A key way to keep your roof and your home cooler is using heat reflective roof paint. There’s been a lot of scientific research and case studies to back up the impact of utilising heat reflective coating on your roof in recent years. Applying this coating to your roof can make your home more energy-efficient and cut down how much power you are utilising on airconditioning. If you’re looking for answers to the most frequently asked questions about the purpose and effectiveness of coating your roof with heat reflective paint, then carry on reading.

Your Roof and Heat Reflection

Several factors have contributed to the growing awareness of the impact of climate change and global warming as well as the importance of assessing energy consumption and energy efficiency. More people are thinking about going green, and with rising energy costs, it’s never been more crucial to save energy. Much of the electricity bill of the average household goes towards heating.
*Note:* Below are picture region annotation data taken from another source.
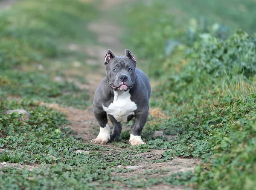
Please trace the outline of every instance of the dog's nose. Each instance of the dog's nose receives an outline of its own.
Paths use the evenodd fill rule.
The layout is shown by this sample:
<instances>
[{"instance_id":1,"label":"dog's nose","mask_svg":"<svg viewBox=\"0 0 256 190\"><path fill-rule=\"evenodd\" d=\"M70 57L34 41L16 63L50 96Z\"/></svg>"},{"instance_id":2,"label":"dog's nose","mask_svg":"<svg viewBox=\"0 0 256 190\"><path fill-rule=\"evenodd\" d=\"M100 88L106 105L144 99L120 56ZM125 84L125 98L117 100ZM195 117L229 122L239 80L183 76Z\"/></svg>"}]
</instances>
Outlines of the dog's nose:
<instances>
[{"instance_id":1,"label":"dog's nose","mask_svg":"<svg viewBox=\"0 0 256 190\"><path fill-rule=\"evenodd\" d=\"M125 82L127 80L127 77L125 75L121 75L120 76L120 79L122 82Z\"/></svg>"}]
</instances>

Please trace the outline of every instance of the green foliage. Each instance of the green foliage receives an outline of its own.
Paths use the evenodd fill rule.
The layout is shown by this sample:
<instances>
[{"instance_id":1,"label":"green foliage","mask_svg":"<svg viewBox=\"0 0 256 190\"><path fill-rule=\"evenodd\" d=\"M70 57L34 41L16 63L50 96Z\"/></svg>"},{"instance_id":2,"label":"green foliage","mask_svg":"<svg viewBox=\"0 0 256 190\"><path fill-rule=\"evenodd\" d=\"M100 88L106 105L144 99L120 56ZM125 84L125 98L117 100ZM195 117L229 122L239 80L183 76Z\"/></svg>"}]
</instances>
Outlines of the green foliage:
<instances>
[{"instance_id":1,"label":"green foliage","mask_svg":"<svg viewBox=\"0 0 256 190\"><path fill-rule=\"evenodd\" d=\"M133 52L148 63L150 74L157 77L151 105L160 107L170 117L149 128L151 133L161 130L176 137L169 141L157 138L137 151L169 149L163 154L165 160L175 156L201 157L204 163L190 180L197 189L252 189L256 184L255 37L241 30L227 37L221 24L210 26L220 19L209 10L230 5L230 1L219 4L174 1L136 3L127 11L128 22L133 26L131 35L126 36L132 40L127 43L135 45ZM244 3L248 9L245 14L249 14L252 1L236 2ZM186 4L190 6L185 7ZM189 23L180 26L180 22L186 20L183 11L195 15L191 7L207 7L207 13L199 12L206 19L187 19ZM176 16L168 11L175 9L181 9ZM222 11L218 15L222 21L230 12L223 11L218 10ZM250 28L250 20L242 23L244 15L238 12L237 23ZM223 23L233 28L230 19ZM166 34L168 28L172 29ZM153 34L154 37L148 40Z\"/></svg>"},{"instance_id":2,"label":"green foliage","mask_svg":"<svg viewBox=\"0 0 256 190\"><path fill-rule=\"evenodd\" d=\"M1 10L0 94L79 108L87 106L87 91L68 79L80 77L81 81L82 77L67 76L64 71L71 69L70 62L86 56L72 59L75 54L67 47L71 42L93 40L86 24L96 17L96 12L90 4L67 0L26 0ZM53 58L61 61L61 65ZM82 65L80 69L85 67ZM59 75L60 81L54 81ZM82 82L84 80L84 77Z\"/></svg>"}]
</instances>

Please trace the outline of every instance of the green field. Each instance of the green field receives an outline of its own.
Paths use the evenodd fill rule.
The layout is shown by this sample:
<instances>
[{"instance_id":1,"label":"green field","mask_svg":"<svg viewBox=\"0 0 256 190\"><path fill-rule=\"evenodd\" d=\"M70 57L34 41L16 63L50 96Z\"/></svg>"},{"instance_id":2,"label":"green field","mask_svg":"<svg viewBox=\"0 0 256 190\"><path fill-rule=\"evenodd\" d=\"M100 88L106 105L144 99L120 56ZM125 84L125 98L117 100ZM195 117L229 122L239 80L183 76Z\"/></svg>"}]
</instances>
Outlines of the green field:
<instances>
[{"instance_id":1,"label":"green field","mask_svg":"<svg viewBox=\"0 0 256 190\"><path fill-rule=\"evenodd\" d=\"M0 8L0 189L254 189L256 9L253 0ZM130 122L118 142L92 145L101 51L123 48L153 87L146 144L128 143ZM5 113L15 109L31 117Z\"/></svg>"}]
</instances>

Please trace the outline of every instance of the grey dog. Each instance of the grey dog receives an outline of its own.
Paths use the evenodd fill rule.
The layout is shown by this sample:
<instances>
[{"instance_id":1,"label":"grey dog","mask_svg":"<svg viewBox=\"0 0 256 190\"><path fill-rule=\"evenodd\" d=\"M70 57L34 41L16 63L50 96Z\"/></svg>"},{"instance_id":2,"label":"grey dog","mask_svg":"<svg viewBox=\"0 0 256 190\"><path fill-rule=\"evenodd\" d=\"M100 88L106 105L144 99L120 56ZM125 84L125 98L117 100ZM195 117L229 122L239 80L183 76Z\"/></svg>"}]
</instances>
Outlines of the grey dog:
<instances>
[{"instance_id":1,"label":"grey dog","mask_svg":"<svg viewBox=\"0 0 256 190\"><path fill-rule=\"evenodd\" d=\"M145 144L141 132L148 116L151 88L146 74L136 68L134 56L128 49L125 52L125 56L118 56L110 50L107 52L106 77L96 90L93 100L99 133L91 142L105 144L109 140L117 141L122 131L120 122L128 122L134 117L129 142L132 145ZM107 115L113 126L111 135Z\"/></svg>"}]
</instances>

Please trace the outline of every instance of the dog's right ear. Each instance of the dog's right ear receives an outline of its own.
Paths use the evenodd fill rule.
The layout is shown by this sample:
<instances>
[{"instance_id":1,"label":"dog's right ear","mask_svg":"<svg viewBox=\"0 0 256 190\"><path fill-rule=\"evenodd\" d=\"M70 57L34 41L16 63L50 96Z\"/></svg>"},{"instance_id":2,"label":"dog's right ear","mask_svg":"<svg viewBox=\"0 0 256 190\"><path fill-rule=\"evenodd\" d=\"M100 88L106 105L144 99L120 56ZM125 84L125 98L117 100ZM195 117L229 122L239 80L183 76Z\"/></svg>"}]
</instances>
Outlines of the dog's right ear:
<instances>
[{"instance_id":1,"label":"dog's right ear","mask_svg":"<svg viewBox=\"0 0 256 190\"><path fill-rule=\"evenodd\" d=\"M115 55L111 51L110 49L108 50L107 51L107 54L106 54L106 56L105 56L105 59L104 59L104 64L105 65L107 65L108 63L111 60L115 57Z\"/></svg>"}]
</instances>

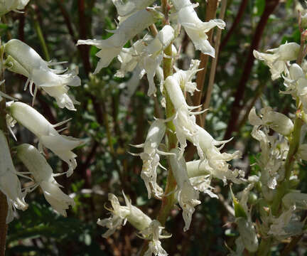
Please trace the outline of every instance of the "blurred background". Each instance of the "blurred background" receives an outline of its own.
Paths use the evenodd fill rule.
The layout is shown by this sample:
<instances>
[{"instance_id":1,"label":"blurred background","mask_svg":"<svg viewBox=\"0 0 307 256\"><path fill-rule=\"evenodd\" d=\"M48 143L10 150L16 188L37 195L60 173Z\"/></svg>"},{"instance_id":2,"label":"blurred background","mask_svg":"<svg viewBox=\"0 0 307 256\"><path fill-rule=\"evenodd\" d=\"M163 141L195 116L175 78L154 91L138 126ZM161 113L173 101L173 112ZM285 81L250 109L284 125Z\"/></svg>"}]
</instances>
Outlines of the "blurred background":
<instances>
[{"instance_id":1,"label":"blurred background","mask_svg":"<svg viewBox=\"0 0 307 256\"><path fill-rule=\"evenodd\" d=\"M196 11L205 21L207 3L198 1ZM255 163L259 154L258 143L250 136L252 127L247 119L250 109L265 103L290 116L295 111L291 96L279 93L283 88L281 79L272 81L269 68L254 60L252 50L264 52L286 41L299 43L298 6L302 6L296 0L227 1L224 18L227 26L222 33L205 129L216 139L234 137L225 147L229 151L242 151L243 157L232 165L244 170L247 175L257 171L256 165L250 165ZM219 11L220 9L217 16ZM156 99L147 96L146 78L134 82L133 87L129 82L132 74L124 78L115 78L119 68L116 59L108 68L92 75L98 60L95 56L97 49L75 46L78 39L110 36L106 29L116 28L117 16L110 0L31 0L23 14L10 12L0 23L4 42L18 38L46 60L67 61L64 66L70 69L79 67L82 86L70 90L81 102L76 112L60 109L53 99L42 91L36 97L34 107L52 124L72 118L63 134L87 142L75 150L78 166L74 174L69 178L56 178L64 186L63 191L74 197L76 206L63 218L53 211L38 188L28 195L28 209L18 211L18 218L9 224L9 256L136 255L143 240L129 223L109 238L101 237L105 229L96 222L98 218L109 216L104 208L104 206L109 206L108 193L122 199L121 191L124 191L133 204L154 218L159 209L160 201L147 198L140 177L141 159L128 151L139 152L129 144L144 142L149 121L152 121L154 116L159 117L161 95ZM214 35L216 32L215 28ZM195 51L183 30L176 45L181 49L176 64L178 68L188 69L191 59L200 58L199 51ZM210 58L208 74L211 61ZM5 77L7 92L31 104L32 97L28 91L23 90L26 79L9 71ZM208 77L207 75L202 102ZM21 126L15 127L15 133L18 144L37 143L36 138ZM191 160L195 152L190 145L188 146L186 159ZM54 172L66 171L66 164L50 151L45 153ZM15 164L18 171L26 171L20 163ZM165 159L162 164L166 166ZM303 165L295 168L306 170ZM165 184L166 172L158 171L158 183ZM306 174L300 172L303 193L307 192ZM183 231L184 223L179 207L172 210L166 228L173 237L163 240L163 247L170 255L226 255L229 252L227 246L233 247L238 233L232 223L234 218L227 210L227 206L232 206L229 187L219 181L212 184L221 200L201 195L202 204L196 208L188 231ZM242 188L233 187L235 191ZM251 193L251 200L253 198L257 195ZM307 255L306 241L303 238L291 255ZM279 255L278 251L284 246L280 244L273 255Z\"/></svg>"}]
</instances>

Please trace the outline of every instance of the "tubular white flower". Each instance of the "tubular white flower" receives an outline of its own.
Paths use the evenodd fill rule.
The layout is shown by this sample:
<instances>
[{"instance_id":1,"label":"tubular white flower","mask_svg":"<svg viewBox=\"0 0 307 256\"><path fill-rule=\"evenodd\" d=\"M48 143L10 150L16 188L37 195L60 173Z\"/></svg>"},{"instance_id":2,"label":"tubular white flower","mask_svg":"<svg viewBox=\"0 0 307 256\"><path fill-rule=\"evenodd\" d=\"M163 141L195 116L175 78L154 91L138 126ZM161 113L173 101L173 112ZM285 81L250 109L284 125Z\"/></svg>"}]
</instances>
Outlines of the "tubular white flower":
<instances>
[{"instance_id":1,"label":"tubular white flower","mask_svg":"<svg viewBox=\"0 0 307 256\"><path fill-rule=\"evenodd\" d=\"M190 0L171 0L171 1L178 12L178 23L185 28L196 50L200 50L203 54L215 58L215 49L208 41L206 33L215 26L223 29L225 23L221 19L203 22L194 10L195 5L192 4Z\"/></svg>"},{"instance_id":2,"label":"tubular white flower","mask_svg":"<svg viewBox=\"0 0 307 256\"><path fill-rule=\"evenodd\" d=\"M252 125L267 125L275 132L289 136L293 129L293 124L290 118L284 114L272 111L271 107L266 107L261 110L262 116L258 117L254 107L249 114L249 120Z\"/></svg>"},{"instance_id":3,"label":"tubular white flower","mask_svg":"<svg viewBox=\"0 0 307 256\"><path fill-rule=\"evenodd\" d=\"M150 41L148 36L146 36L135 42L132 47L122 48L118 56L122 66L116 76L122 78L126 72L131 72L138 66L141 69L140 78L147 73L147 79L149 82L148 95L155 95L156 88L154 78L162 62L163 50L175 38L173 28L166 25L154 39ZM145 46L146 42L148 43L147 46Z\"/></svg>"},{"instance_id":4,"label":"tubular white flower","mask_svg":"<svg viewBox=\"0 0 307 256\"><path fill-rule=\"evenodd\" d=\"M141 231L144 239L150 240L149 249L145 252L144 256L151 256L153 254L155 256L168 255L162 247L161 242L159 240L161 238L168 238L171 237L171 235L161 235L163 229L164 228L161 227L161 223L158 220L154 220L146 229Z\"/></svg>"},{"instance_id":5,"label":"tubular white flower","mask_svg":"<svg viewBox=\"0 0 307 256\"><path fill-rule=\"evenodd\" d=\"M205 161L195 160L190 161L187 164L188 176L190 178L193 178L197 181L198 177L210 175L214 178L223 181L224 184L227 183L227 180L230 180L235 183L242 183L244 179L242 176L244 174L237 169L232 171L227 168L226 171L211 167L207 159Z\"/></svg>"},{"instance_id":6,"label":"tubular white flower","mask_svg":"<svg viewBox=\"0 0 307 256\"><path fill-rule=\"evenodd\" d=\"M108 209L112 217L103 220L98 219L97 224L107 227L108 230L102 235L105 238L112 235L117 228L125 225L128 220L138 230L141 231L149 227L151 219L140 209L131 205L131 201L124 193L126 206L119 204L118 198L112 193L109 193L109 201L113 209Z\"/></svg>"},{"instance_id":7,"label":"tubular white flower","mask_svg":"<svg viewBox=\"0 0 307 256\"><path fill-rule=\"evenodd\" d=\"M170 162L177 182L176 196L183 209L183 217L185 224L183 230L186 231L190 228L195 207L201 203L198 200L198 191L194 188L188 178L183 156L181 155L178 149L173 149L171 152L174 154L170 156Z\"/></svg>"},{"instance_id":8,"label":"tubular white flower","mask_svg":"<svg viewBox=\"0 0 307 256\"><path fill-rule=\"evenodd\" d=\"M52 70L48 66L57 63L48 63L33 48L18 39L11 39L4 45L4 50L8 55L6 65L12 72L23 75L28 79L26 89L30 83L30 92L33 101L38 88L42 88L50 96L53 97L61 108L66 107L75 110L74 104L79 102L68 94L69 86L79 86L81 80L77 75L77 69L63 73L65 70ZM33 92L33 84L35 84Z\"/></svg>"},{"instance_id":9,"label":"tubular white flower","mask_svg":"<svg viewBox=\"0 0 307 256\"><path fill-rule=\"evenodd\" d=\"M0 0L0 16L11 11L20 12L30 0Z\"/></svg>"},{"instance_id":10,"label":"tubular white flower","mask_svg":"<svg viewBox=\"0 0 307 256\"><path fill-rule=\"evenodd\" d=\"M126 16L141 11L150 6L155 0L129 0L123 3L122 0L112 0L117 14L120 16Z\"/></svg>"},{"instance_id":11,"label":"tubular white flower","mask_svg":"<svg viewBox=\"0 0 307 256\"><path fill-rule=\"evenodd\" d=\"M152 9L139 11L121 23L115 31L112 31L113 36L106 40L78 40L77 45L92 45L101 49L96 54L100 60L94 74L99 72L102 68L107 67L113 58L119 54L125 43L154 23L159 15L159 13Z\"/></svg>"},{"instance_id":12,"label":"tubular white flower","mask_svg":"<svg viewBox=\"0 0 307 256\"><path fill-rule=\"evenodd\" d=\"M51 207L66 217L66 209L70 206L74 206L75 201L60 189L60 185L53 178L58 175L53 174L45 157L35 146L28 144L17 147L17 155L36 182L33 188L40 186Z\"/></svg>"},{"instance_id":13,"label":"tubular white flower","mask_svg":"<svg viewBox=\"0 0 307 256\"><path fill-rule=\"evenodd\" d=\"M174 78L178 81L180 87L183 92L188 92L191 95L195 90L198 90L195 82L192 82L195 75L201 69L198 69L200 61L198 60L192 60L190 68L188 70L176 70L173 75Z\"/></svg>"},{"instance_id":14,"label":"tubular white flower","mask_svg":"<svg viewBox=\"0 0 307 256\"><path fill-rule=\"evenodd\" d=\"M284 84L287 87L284 93L290 93L294 98L298 97L303 104L303 110L306 113L307 79L304 70L296 63L292 64L288 76L284 78Z\"/></svg>"},{"instance_id":15,"label":"tubular white flower","mask_svg":"<svg viewBox=\"0 0 307 256\"><path fill-rule=\"evenodd\" d=\"M144 152L139 154L143 160L143 166L141 177L143 178L147 188L149 198L151 198L151 193L155 197L161 198L163 191L157 182L156 169L160 164L160 154L168 154L158 149L166 132L165 120L156 119L149 127L145 142L136 147L144 148Z\"/></svg>"},{"instance_id":16,"label":"tubular white flower","mask_svg":"<svg viewBox=\"0 0 307 256\"><path fill-rule=\"evenodd\" d=\"M289 74L287 62L294 60L298 55L300 46L296 43L286 43L277 48L269 49L266 51L271 53L262 53L254 50L254 58L263 60L270 68L273 80L281 77L284 73Z\"/></svg>"},{"instance_id":17,"label":"tubular white flower","mask_svg":"<svg viewBox=\"0 0 307 256\"><path fill-rule=\"evenodd\" d=\"M25 202L26 193L21 192L21 185L13 164L8 142L4 132L0 130L0 191L6 196L9 213L6 223L13 220L13 208L25 210L28 204Z\"/></svg>"},{"instance_id":18,"label":"tubular white flower","mask_svg":"<svg viewBox=\"0 0 307 256\"><path fill-rule=\"evenodd\" d=\"M68 164L67 176L72 174L77 166L75 159L77 156L71 150L82 142L71 137L60 135L58 132L55 127L65 122L53 125L34 108L22 102L12 103L9 110L14 119L38 137L40 151L43 152L42 145L51 150Z\"/></svg>"}]
</instances>

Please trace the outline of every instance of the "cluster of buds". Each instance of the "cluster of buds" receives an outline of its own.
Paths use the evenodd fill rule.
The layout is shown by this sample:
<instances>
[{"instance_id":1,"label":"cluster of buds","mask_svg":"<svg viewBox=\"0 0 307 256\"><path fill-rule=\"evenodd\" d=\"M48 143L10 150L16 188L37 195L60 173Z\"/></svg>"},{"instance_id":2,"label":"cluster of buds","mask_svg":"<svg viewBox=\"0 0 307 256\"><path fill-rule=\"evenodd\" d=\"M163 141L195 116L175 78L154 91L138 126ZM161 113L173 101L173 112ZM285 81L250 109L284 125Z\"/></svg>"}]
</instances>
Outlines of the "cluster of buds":
<instances>
[{"instance_id":1,"label":"cluster of buds","mask_svg":"<svg viewBox=\"0 0 307 256\"><path fill-rule=\"evenodd\" d=\"M28 0L2 0L0 2L1 16L9 11L18 11L23 9ZM33 48L17 39L11 39L1 47L2 52L5 53L5 58L2 63L3 68L28 78L24 90L29 87L30 93L33 97L32 105L34 104L38 90L43 89L48 95L55 99L60 107L75 110L74 105L78 102L68 92L69 86L81 85L80 79L77 76L77 69L71 72L51 69L49 66L63 63L43 60ZM55 127L64 124L70 119L57 124L51 124L33 107L16 101L3 92L0 93L0 101L4 100L4 98L14 100L6 102L6 117L2 117L6 118L8 129L14 139L16 139L16 137L11 127L16 122L28 129L38 139L38 149L28 144L22 144L16 147L16 150L13 152L14 156L18 156L28 170L28 172L17 172L13 164L6 134L5 132L0 130L0 191L6 196L9 205L6 223L13 220L14 208L22 210L27 209L28 204L25 202L25 197L28 193L33 191L38 186L41 188L45 199L51 207L56 212L66 216L66 210L70 206L73 206L75 202L60 190L61 186L56 182L54 177L63 174L69 176L72 174L77 166L77 156L72 150L81 145L82 141L61 135L61 130L55 129ZM58 174L53 174L44 156L43 146L51 150L65 161L68 164L68 170ZM32 185L22 188L18 176L30 180Z\"/></svg>"}]
</instances>

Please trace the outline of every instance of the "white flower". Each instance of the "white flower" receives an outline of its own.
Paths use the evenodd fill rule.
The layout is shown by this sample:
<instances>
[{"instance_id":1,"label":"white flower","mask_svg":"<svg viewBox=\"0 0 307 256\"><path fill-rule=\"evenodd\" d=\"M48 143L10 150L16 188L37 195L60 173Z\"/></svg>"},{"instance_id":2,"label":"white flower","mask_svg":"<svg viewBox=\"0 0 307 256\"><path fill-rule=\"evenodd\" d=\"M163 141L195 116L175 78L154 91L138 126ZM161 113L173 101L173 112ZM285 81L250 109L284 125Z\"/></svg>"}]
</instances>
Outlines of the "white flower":
<instances>
[{"instance_id":1,"label":"white flower","mask_svg":"<svg viewBox=\"0 0 307 256\"><path fill-rule=\"evenodd\" d=\"M124 4L122 0L112 0L114 5L115 6L117 14L120 16L126 16L131 15L131 14L144 9L155 0L129 0Z\"/></svg>"},{"instance_id":2,"label":"white flower","mask_svg":"<svg viewBox=\"0 0 307 256\"><path fill-rule=\"evenodd\" d=\"M96 54L100 60L94 74L107 67L128 41L154 23L158 16L159 14L152 9L139 11L121 23L115 31L112 31L113 36L106 40L78 40L77 45L92 45L101 49Z\"/></svg>"},{"instance_id":3,"label":"white flower","mask_svg":"<svg viewBox=\"0 0 307 256\"><path fill-rule=\"evenodd\" d=\"M6 223L13 220L13 207L25 210L28 204L25 202L26 193L21 192L21 185L13 164L8 142L4 132L0 130L0 191L6 196L9 213Z\"/></svg>"},{"instance_id":4,"label":"white flower","mask_svg":"<svg viewBox=\"0 0 307 256\"><path fill-rule=\"evenodd\" d=\"M261 110L262 116L259 117L254 107L249 114L249 120L252 125L267 125L275 132L289 136L293 129L293 124L290 118L284 114L272 111L271 107L266 107Z\"/></svg>"},{"instance_id":5,"label":"white flower","mask_svg":"<svg viewBox=\"0 0 307 256\"><path fill-rule=\"evenodd\" d=\"M191 95L195 90L198 90L195 82L192 82L195 75L201 69L198 69L200 61L192 60L190 68L188 70L176 69L176 73L173 75L174 78L178 81L180 87L183 92L188 92Z\"/></svg>"},{"instance_id":6,"label":"white flower","mask_svg":"<svg viewBox=\"0 0 307 256\"><path fill-rule=\"evenodd\" d=\"M158 220L154 220L146 229L141 231L143 238L150 240L149 249L145 252L144 256L151 256L153 254L155 256L168 255L168 253L162 247L161 242L159 240L161 238L168 238L171 237L171 235L161 235L163 228Z\"/></svg>"},{"instance_id":7,"label":"white flower","mask_svg":"<svg viewBox=\"0 0 307 256\"><path fill-rule=\"evenodd\" d=\"M287 87L284 93L290 93L294 98L297 97L303 104L303 110L307 112L307 79L305 71L297 64L290 66L289 73L284 78L284 85Z\"/></svg>"},{"instance_id":8,"label":"white flower","mask_svg":"<svg viewBox=\"0 0 307 256\"><path fill-rule=\"evenodd\" d=\"M8 55L6 65L12 72L23 75L28 78L25 90L30 83L30 92L33 96L33 102L38 88L42 88L50 96L55 98L58 106L75 110L74 104L79 102L68 94L70 86L79 86L81 80L77 75L77 69L63 73L65 70L52 70L48 66L58 63L48 63L33 48L18 39L11 39L4 45L4 50ZM33 84L35 84L33 92Z\"/></svg>"},{"instance_id":9,"label":"white flower","mask_svg":"<svg viewBox=\"0 0 307 256\"><path fill-rule=\"evenodd\" d=\"M227 183L227 180L230 180L235 183L242 183L244 181L242 177L244 175L244 172L237 169L232 171L228 167L227 169L212 168L209 165L207 159L204 161L190 161L186 164L188 176L190 180L191 178L195 178L195 182L197 182L198 177L206 176L209 174L214 178L223 181L224 184Z\"/></svg>"},{"instance_id":10,"label":"white flower","mask_svg":"<svg viewBox=\"0 0 307 256\"><path fill-rule=\"evenodd\" d=\"M60 135L58 132L55 127L65 122L53 125L35 109L22 102L12 103L9 110L14 119L38 137L38 149L41 152L43 152L43 145L68 164L67 176L70 176L77 166L75 159L77 156L71 150L82 142L71 137Z\"/></svg>"},{"instance_id":11,"label":"white flower","mask_svg":"<svg viewBox=\"0 0 307 256\"><path fill-rule=\"evenodd\" d=\"M246 218L236 218L236 223L245 248L251 252L258 250L258 239L253 223Z\"/></svg>"},{"instance_id":12,"label":"white flower","mask_svg":"<svg viewBox=\"0 0 307 256\"><path fill-rule=\"evenodd\" d=\"M119 204L118 198L112 193L109 193L109 201L113 209L111 211L112 217L103 220L98 219L97 224L107 227L108 230L102 235L105 238L112 235L116 229L125 225L128 220L138 230L141 231L149 227L151 219L138 208L132 206L126 195L124 193L126 206Z\"/></svg>"},{"instance_id":13,"label":"white flower","mask_svg":"<svg viewBox=\"0 0 307 256\"><path fill-rule=\"evenodd\" d=\"M65 194L54 179L53 171L45 157L32 145L23 144L17 147L17 155L33 175L36 183L33 188L27 188L33 191L38 186L43 190L45 198L51 207L58 213L66 217L66 209L69 206L74 206L72 198Z\"/></svg>"},{"instance_id":14,"label":"white flower","mask_svg":"<svg viewBox=\"0 0 307 256\"><path fill-rule=\"evenodd\" d=\"M149 198L151 198L151 193L155 197L158 198L161 198L163 193L162 188L156 182L156 169L158 166L164 169L160 164L159 154L169 154L158 149L166 132L165 122L165 120L162 119L156 119L153 122L149 127L145 142L142 144L134 146L136 147L144 148L144 152L136 155L140 156L143 160L141 177L145 182Z\"/></svg>"},{"instance_id":15,"label":"white flower","mask_svg":"<svg viewBox=\"0 0 307 256\"><path fill-rule=\"evenodd\" d=\"M262 53L254 50L254 58L264 60L270 68L271 79L280 78L281 74L289 73L287 62L297 58L300 46L296 43L286 43L277 48L269 49L266 51L271 53Z\"/></svg>"},{"instance_id":16,"label":"white flower","mask_svg":"<svg viewBox=\"0 0 307 256\"><path fill-rule=\"evenodd\" d=\"M0 0L0 16L11 11L19 12L30 0Z\"/></svg>"},{"instance_id":17,"label":"white flower","mask_svg":"<svg viewBox=\"0 0 307 256\"><path fill-rule=\"evenodd\" d=\"M178 21L185 30L188 36L192 40L196 50L200 50L203 54L215 57L215 51L208 41L206 34L215 26L224 28L225 23L221 19L213 19L208 22L203 22L194 10L195 6L190 0L172 0L177 11ZM197 6L197 5L196 5Z\"/></svg>"},{"instance_id":18,"label":"white flower","mask_svg":"<svg viewBox=\"0 0 307 256\"><path fill-rule=\"evenodd\" d=\"M184 158L178 149L171 151L174 155L170 156L170 162L173 174L177 183L176 197L183 209L183 217L185 221L183 230L189 229L192 220L192 215L195 207L200 204L198 200L199 193L192 186L187 172L186 164Z\"/></svg>"}]
</instances>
People need to insulate their homes and keep heat in, especially in places when the winter temperatures reach freezing conditions. During the hot summer months, cooling the home in the most energy-efficient method is also vital.

A major contributor to the heating capabilities of any building is the roof. Both the material and the colour of the roof can drive up your heating and cooling spending or cut them down significantly. One of the key ways to cool the roof down is using heat reflective paint. We are going to look at some of the figures that back this up.

How to Cool Your Roof

We know that a cool roof is good for making the inside of a building more temperate. The most effective method of making your roof energy-efficient and colder is to replace it with a new roof with a better design and better reflective properties. This is particularly helpful if your roof is older and has outdated materials. Replacing the entire roof is a big job with associated costs, so this might not be the easier option to execute.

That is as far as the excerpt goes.